What starts for so many as a blissful connected loving state often turns into sadness riddled with problematic behavior and seemingly un-resolvable conflicts. How can we learn to have lasting, productive and satisfying relationships? While innate chemistry and compatibility are important, creating fulfilling relationships that last, is far more complex than that. Is it possible to learn to create connections in which love can flourish? Not only is it possible, it is necessary.
It is necessary to look at successful relationships as a developmental milestone and life skill. Just as other tasks in life require knowledge and practice, learning to create the context for a successful relationship also requires the development of specific abilities, awarenesses and skills. (Assuming that you have a committed partner you can work with.)
How we know somebody else is related to how we know ourselves; how we construct our own reality. We live in stories; we carry our unconscious stories as roadmaps that most of us are not fully aware of. We live not just in current “reality” but also through acts of imagination and meaning making. When we experience the unweaving and understanding of our own stories and how we identify ourselves, we become capable of re-envisioning ourselves and allowing for new stories to emerge. For example, if someone were always attracted to “sad” women, because he was re-enacting (unaware) the story that his “sad” mother needed his help, as he becomes aware (often through therapy) of that story and its impact on his romantic choices, he can change his story to one that serves him better. The importance of self-reflection becomes clear. It allows us to understand our role in repetitive self-defeating choice patterns in our romantic relationships.
Relationship patterns also are influenced by our fears around connection and safety. We live in bodily and emotional connection to others. We are born through wombs and are nourished at breasts as infants. We experience love through emotional connection and touch. When our attachment needs are threatened, we move into fear and behaviors which attempt to help us to maintain safety and connection. Many of these behaviors however, sabotage the very connection we seek.
Instead of responding out of fear, we can look at our actions. Are we building bridges, or burning them? Are we caught in loops of behavior that we cannot control? Love cannot flourish when we behave in ways that break connection. Being disappointed with our partner is not the problem; it is the dialogue we have, both with our partner and ourselves that matters. The choices of behaving and thinking that we learn to make in the context of our pain and disappointment can allow us to create a satisfying love.
Making love last also requires curiosity, both about our own reactions and the reactions of our partner. Love cannot flourish if we blame, criticize, or do not take responsibility for our own responses. Love cannot flourish when we do not allow ourselves to be vulnerable or behave in a way that the other cannot be vulnerable with us. Because of this, habitual patterns of behavior that create safety and routine, but reduce risk and openness, while necessary for aspects of our lives and our relationships, can diminish connection.

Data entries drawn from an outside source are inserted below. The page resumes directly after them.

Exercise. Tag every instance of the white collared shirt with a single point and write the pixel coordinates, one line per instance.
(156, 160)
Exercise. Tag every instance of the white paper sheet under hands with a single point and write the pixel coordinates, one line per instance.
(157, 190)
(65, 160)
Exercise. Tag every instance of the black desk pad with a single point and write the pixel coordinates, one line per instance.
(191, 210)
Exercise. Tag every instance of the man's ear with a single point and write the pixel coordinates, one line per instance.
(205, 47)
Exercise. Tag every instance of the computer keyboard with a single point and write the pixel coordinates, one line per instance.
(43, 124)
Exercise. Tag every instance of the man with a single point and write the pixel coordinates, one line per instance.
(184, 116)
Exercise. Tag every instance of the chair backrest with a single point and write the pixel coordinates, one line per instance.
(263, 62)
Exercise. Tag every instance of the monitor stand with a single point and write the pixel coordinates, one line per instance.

A relationship is a living breathing entity created by two individuals. Creating a relationship is a commitment to the process of that relationship, thus it must continually be nourished. Nourishing a relationship requires the courage to take risks, to be vulnerable and curious rather than defensive. It includes the ability to tolerate and share uncomfortable feelings and experience ambiguity. Making love last includes a willingness to witness oneself and one’s partner with both compassion and openness.